Take Erica for example. She is driving home from her doctor’s appointment with the results of her health checkup. Her doctor told her everything was normal and she was fine. Of course, this made her feel epic, as she bounced along the highway, sang loudly, smiled at commuters, and happily welcomed a few extra cars into her lane. her life was good. After all, she was healthy!
However, after a few hours at home, she noticed that her eyes were red. All her previous relief and gratitude began to dry up. she thought. This is why I shouldn’t be so content with the idea that I’m healthy. It was as if I was watching my health like an electric switch. There was no middle ground. She was either a model in perfect health or a crumpled sick old bag. Ding Ding! health category. new mole? Ohhhh. disease category.
thoughts are not facts
The key to learning to think more soundly and accurately is to recognize that just because you think something doesn’t make it true. Sometimes thoughts are accurate. But otherwise they are inaccurate and even downright harmful. It is important to question the validity of your ideas rather than simply accepting them as truth.

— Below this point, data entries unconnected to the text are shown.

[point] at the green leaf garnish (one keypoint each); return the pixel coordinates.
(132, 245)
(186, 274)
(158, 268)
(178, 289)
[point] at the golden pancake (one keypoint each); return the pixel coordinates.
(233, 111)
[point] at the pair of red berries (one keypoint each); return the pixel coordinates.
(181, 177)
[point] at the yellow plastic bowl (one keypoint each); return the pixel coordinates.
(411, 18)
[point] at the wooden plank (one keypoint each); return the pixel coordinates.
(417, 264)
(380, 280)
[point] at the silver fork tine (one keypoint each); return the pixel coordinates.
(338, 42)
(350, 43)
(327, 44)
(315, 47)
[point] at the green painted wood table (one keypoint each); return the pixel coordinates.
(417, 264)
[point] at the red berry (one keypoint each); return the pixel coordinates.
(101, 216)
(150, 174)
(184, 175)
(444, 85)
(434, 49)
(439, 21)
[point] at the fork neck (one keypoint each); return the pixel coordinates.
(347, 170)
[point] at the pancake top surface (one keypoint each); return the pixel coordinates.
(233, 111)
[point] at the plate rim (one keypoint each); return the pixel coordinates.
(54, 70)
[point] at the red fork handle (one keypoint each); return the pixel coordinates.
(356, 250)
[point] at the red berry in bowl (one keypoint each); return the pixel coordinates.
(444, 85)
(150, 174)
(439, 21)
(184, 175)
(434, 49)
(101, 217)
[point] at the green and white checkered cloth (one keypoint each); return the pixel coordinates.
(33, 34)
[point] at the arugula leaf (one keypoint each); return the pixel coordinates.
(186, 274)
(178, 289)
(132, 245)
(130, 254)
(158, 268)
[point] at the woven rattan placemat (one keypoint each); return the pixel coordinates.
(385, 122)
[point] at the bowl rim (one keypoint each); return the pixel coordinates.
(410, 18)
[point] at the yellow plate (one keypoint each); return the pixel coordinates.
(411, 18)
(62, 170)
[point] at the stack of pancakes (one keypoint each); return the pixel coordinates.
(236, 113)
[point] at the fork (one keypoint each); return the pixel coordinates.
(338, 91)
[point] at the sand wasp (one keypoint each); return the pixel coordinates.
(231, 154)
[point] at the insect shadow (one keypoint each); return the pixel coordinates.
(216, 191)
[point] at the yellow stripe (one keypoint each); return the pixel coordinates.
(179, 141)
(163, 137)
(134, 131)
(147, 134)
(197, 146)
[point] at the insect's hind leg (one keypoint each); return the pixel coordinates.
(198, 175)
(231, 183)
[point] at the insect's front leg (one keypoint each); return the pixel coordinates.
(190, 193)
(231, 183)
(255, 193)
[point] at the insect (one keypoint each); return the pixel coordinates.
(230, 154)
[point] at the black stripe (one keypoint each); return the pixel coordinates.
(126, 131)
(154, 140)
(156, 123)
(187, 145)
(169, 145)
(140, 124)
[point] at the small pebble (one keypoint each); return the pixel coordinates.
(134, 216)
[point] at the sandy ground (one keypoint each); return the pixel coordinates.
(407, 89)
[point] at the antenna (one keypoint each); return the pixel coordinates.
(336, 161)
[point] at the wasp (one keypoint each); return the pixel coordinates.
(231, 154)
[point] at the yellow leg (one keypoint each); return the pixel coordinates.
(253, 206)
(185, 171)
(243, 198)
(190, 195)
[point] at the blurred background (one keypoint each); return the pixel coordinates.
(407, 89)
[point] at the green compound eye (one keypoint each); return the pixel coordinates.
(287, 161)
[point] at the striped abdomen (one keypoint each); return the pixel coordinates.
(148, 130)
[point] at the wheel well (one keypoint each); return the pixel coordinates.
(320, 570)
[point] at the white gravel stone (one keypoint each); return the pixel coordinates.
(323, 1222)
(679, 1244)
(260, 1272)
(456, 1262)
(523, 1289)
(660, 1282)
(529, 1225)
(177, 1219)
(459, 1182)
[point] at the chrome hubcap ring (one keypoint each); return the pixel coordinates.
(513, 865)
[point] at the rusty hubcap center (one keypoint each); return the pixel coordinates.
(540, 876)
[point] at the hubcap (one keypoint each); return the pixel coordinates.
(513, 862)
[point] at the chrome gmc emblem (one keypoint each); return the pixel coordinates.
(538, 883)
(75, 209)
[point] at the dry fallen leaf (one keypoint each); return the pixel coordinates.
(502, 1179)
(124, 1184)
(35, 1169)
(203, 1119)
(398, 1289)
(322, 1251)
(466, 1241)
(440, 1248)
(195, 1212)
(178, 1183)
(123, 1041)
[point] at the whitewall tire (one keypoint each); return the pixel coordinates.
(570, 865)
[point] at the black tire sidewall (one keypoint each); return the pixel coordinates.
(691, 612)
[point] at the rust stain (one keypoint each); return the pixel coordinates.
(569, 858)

the beginning of a new journey
The first step in improving unhealthy thought patterns is recognizing the type of distorted thinking you are engaging in. At the beginning of therapy, we help clients become familiar with the most common cognitive distortions and thinking errors. Then, by recording your thoughts in a thought log, you begin to develop a “thought awareness” that determines your own thought patterns.
As you build your awareness of thoughts, you’ll learn how to challenge those thoughts through Socratic dialogue. Cognitive-behavioral therapy (CBT) is a very helpful treatment for health anxiety.
Remember this: you are not alone and there is help available.
To find a therapist near you, visit the Psychology Today Therapy Directory.